# Hey From FL Keys



## PT_KNPP22 (Aug 30, 2021)

What’s up sailors, hope all are doing well. My name is Pete. I’m new to the forum and sailing. I own and liveaboard a 1980 Morgan 321 that I love to take out. Still learning and hope to learn from this forum as well.
✌


----------



## Slayer (Jul 28, 2006)

Welcome Pete. I think you will find this to be a great site.


----------



## flee27 (Jan 16, 2018)

Welcome Pete. How long have you been in the keys? I will be in the lower keys next week on a boat. Any recommendations on places to see, anchor? Places to avoid?

Thanks
Foster


----------



## PT_KNPP22 (Aug 30, 2021)

flee27 said:


> Welcome Pete. How long have you been in the keys? I will be in the lower keys next week on a boat. Any recommendations on places to see, anchor? Places to avoid?
> 
> Thanks
> Foster


I moved here back in Oct.
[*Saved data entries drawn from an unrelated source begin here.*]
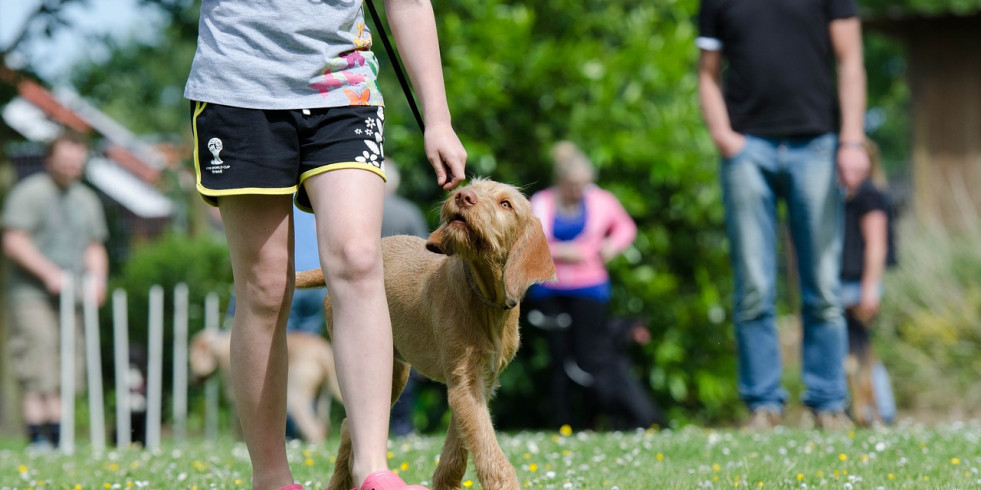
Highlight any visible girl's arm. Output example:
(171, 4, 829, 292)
(856, 209, 888, 322)
(384, 0, 466, 190)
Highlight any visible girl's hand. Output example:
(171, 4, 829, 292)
(424, 122, 467, 190)
(854, 290, 880, 324)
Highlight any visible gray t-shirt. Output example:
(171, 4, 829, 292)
(184, 0, 384, 110)
(2, 173, 108, 300)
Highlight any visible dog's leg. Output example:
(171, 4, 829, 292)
(326, 418, 356, 490)
(392, 362, 411, 406)
(445, 371, 519, 490)
(432, 413, 468, 490)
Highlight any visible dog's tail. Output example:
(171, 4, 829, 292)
(296, 269, 326, 288)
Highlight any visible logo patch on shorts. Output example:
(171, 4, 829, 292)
(206, 137, 231, 174)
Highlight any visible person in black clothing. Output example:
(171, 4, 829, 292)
(697, 0, 870, 429)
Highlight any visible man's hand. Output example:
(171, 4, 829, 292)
(424, 122, 467, 190)
(714, 129, 746, 159)
(42, 268, 65, 296)
(837, 145, 870, 191)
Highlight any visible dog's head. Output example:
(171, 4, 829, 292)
(427, 178, 556, 305)
(189, 329, 221, 383)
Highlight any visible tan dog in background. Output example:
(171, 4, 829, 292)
(297, 178, 555, 490)
(188, 329, 343, 443)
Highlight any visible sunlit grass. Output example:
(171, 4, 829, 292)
(2, 421, 980, 488)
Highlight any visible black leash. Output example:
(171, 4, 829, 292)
(364, 0, 426, 133)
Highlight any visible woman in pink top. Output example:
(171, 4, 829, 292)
(526, 141, 637, 428)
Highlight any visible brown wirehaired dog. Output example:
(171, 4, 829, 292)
(188, 329, 343, 443)
(296, 178, 555, 490)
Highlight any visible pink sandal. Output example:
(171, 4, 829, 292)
(358, 470, 428, 490)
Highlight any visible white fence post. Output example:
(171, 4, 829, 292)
(172, 283, 189, 445)
(204, 292, 220, 442)
(112, 289, 131, 448)
(146, 285, 164, 451)
(83, 275, 106, 453)
(59, 273, 75, 454)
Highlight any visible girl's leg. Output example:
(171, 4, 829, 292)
(305, 169, 392, 486)
(219, 194, 295, 490)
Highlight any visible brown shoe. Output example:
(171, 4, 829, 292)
(743, 407, 782, 431)
(805, 410, 854, 430)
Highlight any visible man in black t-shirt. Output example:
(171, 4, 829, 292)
(697, 0, 870, 430)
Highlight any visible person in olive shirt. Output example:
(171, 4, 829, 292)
(3, 131, 109, 449)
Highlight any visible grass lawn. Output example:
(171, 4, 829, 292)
(2, 422, 980, 489)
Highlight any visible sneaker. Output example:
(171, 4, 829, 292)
(359, 470, 428, 490)
(814, 410, 855, 430)
(743, 407, 782, 431)
(802, 409, 854, 430)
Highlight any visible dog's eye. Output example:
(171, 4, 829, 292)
(500, 200, 511, 209)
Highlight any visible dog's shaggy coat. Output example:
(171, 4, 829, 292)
(297, 178, 555, 490)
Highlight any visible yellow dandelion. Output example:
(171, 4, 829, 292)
(74, 485, 83, 490)
(18, 465, 28, 473)
(107, 463, 120, 472)
(559, 425, 573, 437)
(303, 449, 313, 457)
(757, 482, 763, 488)
(923, 476, 930, 482)
(192, 460, 209, 472)
(888, 473, 895, 480)
(848, 430, 855, 439)
(329, 455, 337, 464)
(656, 453, 664, 461)
(130, 461, 140, 470)
(305, 458, 315, 467)
(796, 474, 803, 481)
(860, 454, 869, 463)
(463, 480, 474, 488)
(551, 435, 560, 443)
(387, 451, 394, 459)
(816, 471, 825, 478)
(952, 458, 961, 465)
(529, 463, 538, 472)
(235, 479, 244, 485)
(713, 475, 719, 483)
(104, 483, 112, 489)
(733, 477, 740, 486)
(523, 453, 531, 460)
(127, 481, 134, 488)
(712, 463, 721, 472)
(838, 453, 847, 461)
(400, 462, 409, 471)
(562, 449, 571, 457)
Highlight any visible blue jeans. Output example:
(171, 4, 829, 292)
(287, 287, 328, 335)
(720, 133, 847, 412)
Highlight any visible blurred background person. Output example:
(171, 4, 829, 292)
(697, 0, 868, 429)
(840, 140, 897, 426)
(2, 131, 109, 449)
(526, 141, 637, 429)
(380, 160, 429, 437)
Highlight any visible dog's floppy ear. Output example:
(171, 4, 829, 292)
(504, 216, 556, 306)
(426, 223, 455, 255)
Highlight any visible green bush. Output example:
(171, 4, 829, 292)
(876, 220, 981, 416)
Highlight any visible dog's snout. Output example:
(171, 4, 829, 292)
(455, 189, 477, 208)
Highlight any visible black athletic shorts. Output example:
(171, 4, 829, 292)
(190, 101, 386, 211)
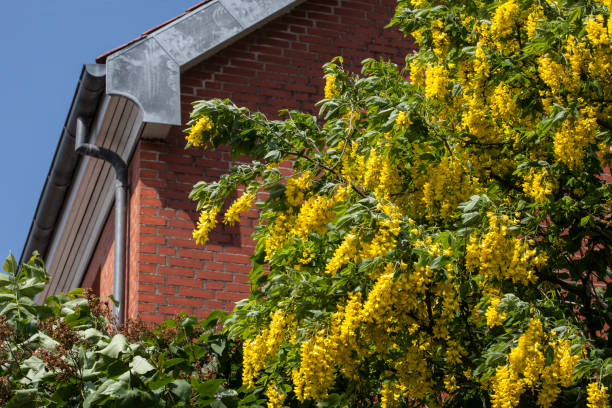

I actually haven't had much opportunity to go down to the lower keys yet. I sailed my boat down from Tampa in Dec and have just done some local sailing around the upper keys. Hope you have a great trip down.


----------



## Annapolitan (Feb 22, 2021)

Welcome from another new member.

Cheers,

Annapolitan


----------



## MoonBeamEstate (Jan 1, 2021)

Welcome from someone else that has a fantastic old sailing girl. Not my wife.


----------



## GlanRock (Feb 26, 2013)

Welcome to Sailnet, its a great place to get info from those who do it or done it!


----------



## Ravven25 (Sep 10, 2019)

Welcome and enjoy the site, Pete!


----------



## flee27 (Jan 16, 2018)

*PT_KNPP22. *We just returned from our time in the Keys. If you like to snorkel I would definitely recommend you take the time to go out to Looe Key. It is about 5 miles south of Summerland Key/Newfound Harbor. Newfound Harbor is I good protected anchorage and makes an easy point to anchor before or after visiting Looe Key. This was one of the most healthy reefs I have seen around. Lots of sea life and reef.

Overall we had a great time visiting your new home waters. Enjoy them

Foster


----------



## PT_KNPP22 (Aug 30, 2021)

I will definitely check it out. Thanks for the info.


----------